Simple PLINQ queries support streaming. A query that only consists of simple Select and Where operators will do streaming:
var q = inputSrc.Where(x => Foo(x)).Select(x => ExpensiveComputation(x));
foreach(var x in q)
In this example, Process(x) will get called on some input elements even before all elements of the input have been read.
On the other hand, not all queries support streaming. In fact, some queries cannot possibly support streaming. Consider this query that contains an OrderBy() operator:
var q = src.AsParallel().Select(x => Foo(x)).OrderBy(x => x);
We need to compute Foo(x) for all input elements, and only then we can yield the smallest element.

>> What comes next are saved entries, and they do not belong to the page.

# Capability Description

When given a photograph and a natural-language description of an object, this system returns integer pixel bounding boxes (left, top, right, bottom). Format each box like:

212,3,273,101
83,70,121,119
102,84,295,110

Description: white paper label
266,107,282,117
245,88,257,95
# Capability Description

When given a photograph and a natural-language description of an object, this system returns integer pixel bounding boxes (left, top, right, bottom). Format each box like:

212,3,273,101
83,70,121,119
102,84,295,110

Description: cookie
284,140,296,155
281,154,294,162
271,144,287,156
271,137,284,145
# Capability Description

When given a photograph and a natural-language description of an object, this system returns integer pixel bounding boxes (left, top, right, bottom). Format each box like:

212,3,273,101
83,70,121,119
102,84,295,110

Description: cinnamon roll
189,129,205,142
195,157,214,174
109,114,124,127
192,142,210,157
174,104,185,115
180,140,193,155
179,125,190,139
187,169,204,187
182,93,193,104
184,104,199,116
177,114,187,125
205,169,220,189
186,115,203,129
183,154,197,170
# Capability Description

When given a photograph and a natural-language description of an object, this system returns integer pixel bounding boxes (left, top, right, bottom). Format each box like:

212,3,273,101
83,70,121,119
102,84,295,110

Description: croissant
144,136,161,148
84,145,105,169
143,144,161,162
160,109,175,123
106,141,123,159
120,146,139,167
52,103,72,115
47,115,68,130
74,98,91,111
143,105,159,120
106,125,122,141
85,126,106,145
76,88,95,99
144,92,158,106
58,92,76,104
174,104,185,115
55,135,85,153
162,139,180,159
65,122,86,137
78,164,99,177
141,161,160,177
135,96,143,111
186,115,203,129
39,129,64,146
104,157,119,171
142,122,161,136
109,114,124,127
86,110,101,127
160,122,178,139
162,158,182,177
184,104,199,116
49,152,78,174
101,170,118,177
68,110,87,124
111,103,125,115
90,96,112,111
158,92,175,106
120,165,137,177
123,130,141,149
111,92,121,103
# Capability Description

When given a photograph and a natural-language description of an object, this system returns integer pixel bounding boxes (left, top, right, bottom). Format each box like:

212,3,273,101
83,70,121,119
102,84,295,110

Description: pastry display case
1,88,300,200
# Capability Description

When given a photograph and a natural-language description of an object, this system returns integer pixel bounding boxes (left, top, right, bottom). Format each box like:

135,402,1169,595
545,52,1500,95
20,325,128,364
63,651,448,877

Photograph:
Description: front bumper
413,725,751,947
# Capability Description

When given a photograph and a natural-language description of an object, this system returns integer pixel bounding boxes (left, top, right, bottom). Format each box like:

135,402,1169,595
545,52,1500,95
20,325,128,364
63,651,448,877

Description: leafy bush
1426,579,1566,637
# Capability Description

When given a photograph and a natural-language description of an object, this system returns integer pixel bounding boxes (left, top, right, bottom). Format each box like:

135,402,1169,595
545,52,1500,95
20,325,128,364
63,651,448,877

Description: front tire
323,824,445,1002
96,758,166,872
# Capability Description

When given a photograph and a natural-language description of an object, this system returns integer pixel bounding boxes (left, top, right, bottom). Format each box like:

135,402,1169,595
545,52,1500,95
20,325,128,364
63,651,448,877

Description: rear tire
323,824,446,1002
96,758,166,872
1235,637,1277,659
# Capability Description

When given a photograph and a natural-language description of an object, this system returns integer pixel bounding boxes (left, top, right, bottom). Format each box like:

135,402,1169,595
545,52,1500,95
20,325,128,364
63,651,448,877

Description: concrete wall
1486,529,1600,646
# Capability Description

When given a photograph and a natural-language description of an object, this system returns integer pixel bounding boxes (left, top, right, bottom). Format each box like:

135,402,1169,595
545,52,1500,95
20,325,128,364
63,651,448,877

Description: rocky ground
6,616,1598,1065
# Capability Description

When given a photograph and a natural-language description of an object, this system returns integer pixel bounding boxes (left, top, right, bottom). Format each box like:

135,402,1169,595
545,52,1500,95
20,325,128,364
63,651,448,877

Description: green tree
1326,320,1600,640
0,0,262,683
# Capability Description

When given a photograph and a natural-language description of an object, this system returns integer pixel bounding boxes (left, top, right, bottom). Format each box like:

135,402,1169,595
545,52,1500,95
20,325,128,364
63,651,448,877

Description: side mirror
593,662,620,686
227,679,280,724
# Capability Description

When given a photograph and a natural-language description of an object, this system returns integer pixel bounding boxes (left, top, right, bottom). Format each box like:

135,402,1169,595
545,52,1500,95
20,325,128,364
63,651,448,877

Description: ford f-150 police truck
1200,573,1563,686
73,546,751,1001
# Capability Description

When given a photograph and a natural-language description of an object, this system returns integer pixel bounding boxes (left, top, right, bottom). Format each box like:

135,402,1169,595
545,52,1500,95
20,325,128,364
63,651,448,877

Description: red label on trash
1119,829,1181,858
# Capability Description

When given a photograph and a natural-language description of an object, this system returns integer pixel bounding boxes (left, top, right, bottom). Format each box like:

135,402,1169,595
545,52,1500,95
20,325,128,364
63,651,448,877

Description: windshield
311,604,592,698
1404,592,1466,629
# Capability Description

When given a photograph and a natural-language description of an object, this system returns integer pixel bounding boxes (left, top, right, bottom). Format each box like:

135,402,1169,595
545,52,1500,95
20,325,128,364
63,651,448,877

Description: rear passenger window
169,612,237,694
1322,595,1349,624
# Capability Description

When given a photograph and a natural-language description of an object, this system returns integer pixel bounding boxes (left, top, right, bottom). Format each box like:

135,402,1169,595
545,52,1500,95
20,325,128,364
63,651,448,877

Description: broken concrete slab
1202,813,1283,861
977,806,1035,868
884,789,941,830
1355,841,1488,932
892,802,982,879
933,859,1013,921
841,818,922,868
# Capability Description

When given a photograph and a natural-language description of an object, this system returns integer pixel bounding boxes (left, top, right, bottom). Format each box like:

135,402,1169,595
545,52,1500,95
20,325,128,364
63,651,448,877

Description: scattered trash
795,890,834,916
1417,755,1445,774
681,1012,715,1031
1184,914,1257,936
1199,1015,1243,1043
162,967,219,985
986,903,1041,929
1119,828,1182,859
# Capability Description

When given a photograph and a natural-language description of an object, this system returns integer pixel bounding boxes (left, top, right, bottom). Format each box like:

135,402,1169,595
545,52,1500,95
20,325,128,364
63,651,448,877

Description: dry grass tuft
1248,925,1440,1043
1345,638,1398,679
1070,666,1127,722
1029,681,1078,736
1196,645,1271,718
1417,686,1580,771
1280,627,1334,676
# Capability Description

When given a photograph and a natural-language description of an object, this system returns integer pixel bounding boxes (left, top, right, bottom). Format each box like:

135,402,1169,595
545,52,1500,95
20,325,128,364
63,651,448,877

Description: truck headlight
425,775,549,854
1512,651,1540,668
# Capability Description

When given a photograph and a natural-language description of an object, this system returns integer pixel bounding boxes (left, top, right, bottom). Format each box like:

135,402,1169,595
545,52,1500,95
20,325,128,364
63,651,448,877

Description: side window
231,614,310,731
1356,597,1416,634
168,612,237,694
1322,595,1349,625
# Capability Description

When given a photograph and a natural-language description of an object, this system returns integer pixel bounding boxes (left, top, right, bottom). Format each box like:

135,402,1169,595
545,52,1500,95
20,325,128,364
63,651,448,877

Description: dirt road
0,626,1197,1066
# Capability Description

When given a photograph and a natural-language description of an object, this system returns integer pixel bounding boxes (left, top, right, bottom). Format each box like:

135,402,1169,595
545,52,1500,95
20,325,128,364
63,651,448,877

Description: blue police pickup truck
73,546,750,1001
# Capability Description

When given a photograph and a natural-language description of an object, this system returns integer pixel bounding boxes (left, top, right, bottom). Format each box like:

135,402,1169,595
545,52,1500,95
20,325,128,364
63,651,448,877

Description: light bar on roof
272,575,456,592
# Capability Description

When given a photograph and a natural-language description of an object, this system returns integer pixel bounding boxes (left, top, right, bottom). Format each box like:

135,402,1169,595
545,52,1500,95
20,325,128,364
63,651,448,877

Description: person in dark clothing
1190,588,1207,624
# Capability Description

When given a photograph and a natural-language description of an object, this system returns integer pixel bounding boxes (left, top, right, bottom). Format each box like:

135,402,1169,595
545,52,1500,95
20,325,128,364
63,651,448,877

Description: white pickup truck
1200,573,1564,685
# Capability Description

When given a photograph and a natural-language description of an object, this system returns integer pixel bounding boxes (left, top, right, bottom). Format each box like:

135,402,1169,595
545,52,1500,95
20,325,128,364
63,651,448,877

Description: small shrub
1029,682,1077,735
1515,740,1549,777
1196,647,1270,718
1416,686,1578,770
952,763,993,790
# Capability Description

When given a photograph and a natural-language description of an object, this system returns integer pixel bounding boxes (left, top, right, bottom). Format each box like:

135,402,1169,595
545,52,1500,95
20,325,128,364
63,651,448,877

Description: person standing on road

Thus, a query that contains an OrderBy operator does not (and cannot) run in a streaming fashion.
So, what kinds of PLINQ queries do run in a streaming fashion? Generally, they are simple queries. The query can contain any number of Select and Where operators, except for the special positional variants. By positional overloads, we mean the overloads of Select and Where that accept a delegate that accesses both element values and their positions in the sequence. A positional Select or Where operator does prevents streaming if there is a Where operator anywhere prior to it in the query.
A streaming query can produce both ordered or unordered results. As is typical in PLINQ, the results are unordered by default, but you can opt into ordering by using the AsOrdered() operator:
var q = src.AsParallel().AsOrdered().Select(x => Foo(x)).Where(y => Bar(y));
In the above query, PLINQ will read the elements from the src enumerable, distribute them into different partitions, process them on multiple threads, and rearrange results into a correctly-ordered output sequence. All of these stages are happening concurrently, so first results will start getting produced while the inputs are still getting read (assuming that the input sequence is sufficiently long).
One important point about streaming PLINQ queries is that the algorithms we use are optimized for throughput rather than latency. PLINQ uses buffers internally, so a particular result may sit in an output buffer until a certain number of results have been produced. Obviously, that is undesirable if one of the results needs to be sent back to a client as quickly as possible.
One major benefit of streaming is that all data does not have to be loaded into memory at any one particular time. For example, if the query reads its inputs from one file and writes the outputs to another file, all of the inputs will not necessarily have to get loaded into memory at one time. Keep this use case in mind, and when you come across it in your development, use PLINQ to easily get your code to scale on multi-core machines.
It's great to know this is possible with PLINQ! :)
Thanks for sharing this advice.
"Thus, a query that contains an OrderBy operator does not (and cannot) run in a streaming fashion"
Um, what? You might not _want_ to run it in a stream fashion, but maybe _I_ do. For example, expr.OrderBy(x => x).Take(3) need only partially sort the sequence. Yes, OrderBy reads the whole input stream. But streaming as lazy processing need not sort the whole input before providing the first result.
"the algorithms we use are optimized for throughput rather than latency"
In this context, OrderBy's eager behavior makes sense. Whole-sequence sort is always going to be faster than a complete set of partial sorts, by some constant factor.
I might be missunderstanding something, and if I do please let me know, but as far as my understanding goes, it is correct to say that you cannot run a sorting algorithm without having all values.
Given your example, expr.OrderBy(x => x).Take(3) in a situation where expr would stream its return value in two chunks. Suppose that the OrderBy would:
1) Sort the initial chunk before the second chunk arrives
2) Return the sorted items as soon as it has sorted them (in this case, before receiving the second chunk)
Given that we would get the following two chunks (3,6,5,7) and (8,1,9) the OrderBy-method would sort the first chunk (resulting in 3,5,6,7) and the Take(3) would return 3,5,6. As can be seen, this behaviour would not be correct, since a correct result in the end would have been 1,3,5. Thus, if we would have been handed the 3 as first result, it would have given us the wrong result and thus not successfully sorted the items.
Therefore, OrderBy needs access to all items in order to be able sort correctly.